Post by Julie » Wed May 17, 2017 1:50 pm

The article's right. Band size is linked to cup size. That said, for the average consumer, the best way to think of bra sizes (imo) is to start with band size, and think of it as relatively fixed. Obviously, weight gain and loss changes that number, but it's usually the "starting point" I rely on most since it is linked to the under-boob measurement of the chest (which is a straightforward number not dependent upon boob compression or placement). From there, I tinker with the bra size I need based on how large my breasts are at the time (again, weight gain and loss can impact this, or the girls just being ornery) and the cup/bra design. In the end, the "correct" size is never a set value to adhere to or assign to someone, nor should people really cling too much to the "sister size" concept (where you go up a cup size, down a band size and vice versa). That idea is again, at best, a starting point for sizing. The reality of bra designs (and companies using slightly-off measurements in manufacturing) is far more complex.
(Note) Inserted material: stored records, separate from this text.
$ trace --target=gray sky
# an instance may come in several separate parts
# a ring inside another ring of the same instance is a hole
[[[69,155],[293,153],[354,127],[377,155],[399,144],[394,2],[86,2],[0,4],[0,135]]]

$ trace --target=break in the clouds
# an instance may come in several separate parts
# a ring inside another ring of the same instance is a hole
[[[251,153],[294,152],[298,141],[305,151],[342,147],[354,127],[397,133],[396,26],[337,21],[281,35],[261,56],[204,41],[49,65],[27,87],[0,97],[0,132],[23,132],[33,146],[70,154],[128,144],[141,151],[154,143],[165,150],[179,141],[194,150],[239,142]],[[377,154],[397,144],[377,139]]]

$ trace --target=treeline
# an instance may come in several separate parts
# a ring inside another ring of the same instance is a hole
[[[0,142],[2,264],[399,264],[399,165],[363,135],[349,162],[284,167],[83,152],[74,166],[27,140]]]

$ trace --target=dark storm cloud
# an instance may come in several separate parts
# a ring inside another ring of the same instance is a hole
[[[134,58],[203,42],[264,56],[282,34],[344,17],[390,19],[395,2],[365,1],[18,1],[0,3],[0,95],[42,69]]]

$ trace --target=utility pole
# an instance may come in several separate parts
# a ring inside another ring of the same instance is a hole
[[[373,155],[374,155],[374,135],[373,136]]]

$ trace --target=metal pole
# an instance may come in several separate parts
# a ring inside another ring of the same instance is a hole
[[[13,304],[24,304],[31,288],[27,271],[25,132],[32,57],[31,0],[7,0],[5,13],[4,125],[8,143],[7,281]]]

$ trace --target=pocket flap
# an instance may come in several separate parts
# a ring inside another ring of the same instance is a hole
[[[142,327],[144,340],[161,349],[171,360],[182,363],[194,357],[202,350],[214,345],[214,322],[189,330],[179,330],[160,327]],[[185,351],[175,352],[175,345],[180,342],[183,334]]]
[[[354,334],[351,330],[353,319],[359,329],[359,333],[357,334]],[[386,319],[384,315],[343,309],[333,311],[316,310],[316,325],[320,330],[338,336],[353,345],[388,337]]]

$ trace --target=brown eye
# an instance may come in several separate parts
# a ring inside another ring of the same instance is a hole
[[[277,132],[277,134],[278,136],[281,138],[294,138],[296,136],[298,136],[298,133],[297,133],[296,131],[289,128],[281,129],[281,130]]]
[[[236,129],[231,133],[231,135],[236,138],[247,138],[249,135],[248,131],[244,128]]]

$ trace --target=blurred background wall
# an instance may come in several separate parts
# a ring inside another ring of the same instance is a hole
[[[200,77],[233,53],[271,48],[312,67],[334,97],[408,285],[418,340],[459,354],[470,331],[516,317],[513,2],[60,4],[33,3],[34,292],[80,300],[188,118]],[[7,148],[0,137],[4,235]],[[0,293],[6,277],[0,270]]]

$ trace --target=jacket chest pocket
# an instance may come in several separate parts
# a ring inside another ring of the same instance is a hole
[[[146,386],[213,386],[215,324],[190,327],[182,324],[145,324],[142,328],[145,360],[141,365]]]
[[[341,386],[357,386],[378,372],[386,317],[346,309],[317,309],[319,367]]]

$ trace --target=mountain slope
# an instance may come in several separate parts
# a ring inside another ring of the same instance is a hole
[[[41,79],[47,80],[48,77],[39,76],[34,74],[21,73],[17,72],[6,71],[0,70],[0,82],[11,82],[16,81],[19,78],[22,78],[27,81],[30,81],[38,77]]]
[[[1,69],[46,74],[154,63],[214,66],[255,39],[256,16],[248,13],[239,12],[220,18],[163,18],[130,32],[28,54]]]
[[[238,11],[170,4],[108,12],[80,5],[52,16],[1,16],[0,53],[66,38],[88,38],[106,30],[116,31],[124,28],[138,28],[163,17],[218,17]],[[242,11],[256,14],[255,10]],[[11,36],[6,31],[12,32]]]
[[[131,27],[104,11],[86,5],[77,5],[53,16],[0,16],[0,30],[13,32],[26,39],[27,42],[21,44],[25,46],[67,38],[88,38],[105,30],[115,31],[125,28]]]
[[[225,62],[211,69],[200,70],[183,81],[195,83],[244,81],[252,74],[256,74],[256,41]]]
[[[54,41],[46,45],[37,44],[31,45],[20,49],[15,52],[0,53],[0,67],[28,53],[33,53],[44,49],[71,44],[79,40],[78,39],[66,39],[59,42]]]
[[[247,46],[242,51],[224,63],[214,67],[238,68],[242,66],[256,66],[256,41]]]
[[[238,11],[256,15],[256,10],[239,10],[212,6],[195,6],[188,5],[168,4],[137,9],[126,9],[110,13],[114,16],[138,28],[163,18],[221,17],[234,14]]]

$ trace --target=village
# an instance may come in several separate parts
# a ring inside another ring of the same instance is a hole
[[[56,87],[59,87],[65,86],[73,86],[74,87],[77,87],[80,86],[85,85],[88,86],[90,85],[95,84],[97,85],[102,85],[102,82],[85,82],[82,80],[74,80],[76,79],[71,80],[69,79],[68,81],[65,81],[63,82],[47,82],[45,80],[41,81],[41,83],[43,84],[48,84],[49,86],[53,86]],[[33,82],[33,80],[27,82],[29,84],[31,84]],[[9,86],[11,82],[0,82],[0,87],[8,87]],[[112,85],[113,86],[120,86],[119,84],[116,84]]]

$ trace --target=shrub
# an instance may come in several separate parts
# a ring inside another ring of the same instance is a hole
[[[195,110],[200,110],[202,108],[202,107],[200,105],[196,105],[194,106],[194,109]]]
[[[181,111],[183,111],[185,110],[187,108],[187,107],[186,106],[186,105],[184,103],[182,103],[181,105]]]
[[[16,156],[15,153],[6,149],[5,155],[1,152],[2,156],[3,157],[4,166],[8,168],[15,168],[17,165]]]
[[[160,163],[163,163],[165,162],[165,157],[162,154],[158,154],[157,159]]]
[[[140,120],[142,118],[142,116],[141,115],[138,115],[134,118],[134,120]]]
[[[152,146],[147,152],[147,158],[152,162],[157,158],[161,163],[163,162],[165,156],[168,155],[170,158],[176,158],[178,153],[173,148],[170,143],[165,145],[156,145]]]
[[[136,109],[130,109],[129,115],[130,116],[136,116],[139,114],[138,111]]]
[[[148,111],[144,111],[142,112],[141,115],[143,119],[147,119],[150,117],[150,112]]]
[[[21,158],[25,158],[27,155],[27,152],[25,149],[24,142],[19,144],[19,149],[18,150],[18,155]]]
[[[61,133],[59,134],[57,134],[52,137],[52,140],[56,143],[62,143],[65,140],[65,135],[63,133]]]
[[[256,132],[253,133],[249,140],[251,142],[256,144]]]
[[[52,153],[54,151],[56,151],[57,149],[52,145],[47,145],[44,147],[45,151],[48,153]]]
I find it kind of odd that this individual is trying to assign bra sizes to celebrity photos without seeing them in person, and using differently styled bras as comparative examples of "too big/too small." The size I wear in a demi-cup is different from the size I'd wear in a full cup...or more specifically, a balconette in the size I use for a molded-cup bra would not be comfortable (I know because I found out the hard way...after ordering online from overseas).

In all honesty, it's only important to know what a well-fitting bra looks like on the body (which the article does kind of mention).
1. The underwire is supposed to lay flat against the skin between the breasts (not be pushed out).
2. The band should be horizontal around the body (not riding up or down in the back), and should be a firm fit, but comfortable.
3. The entire breast should fit in the cup...no gaping between boob and bra, but also no spillage over the top (no quad-boobs/muffin-top boobs).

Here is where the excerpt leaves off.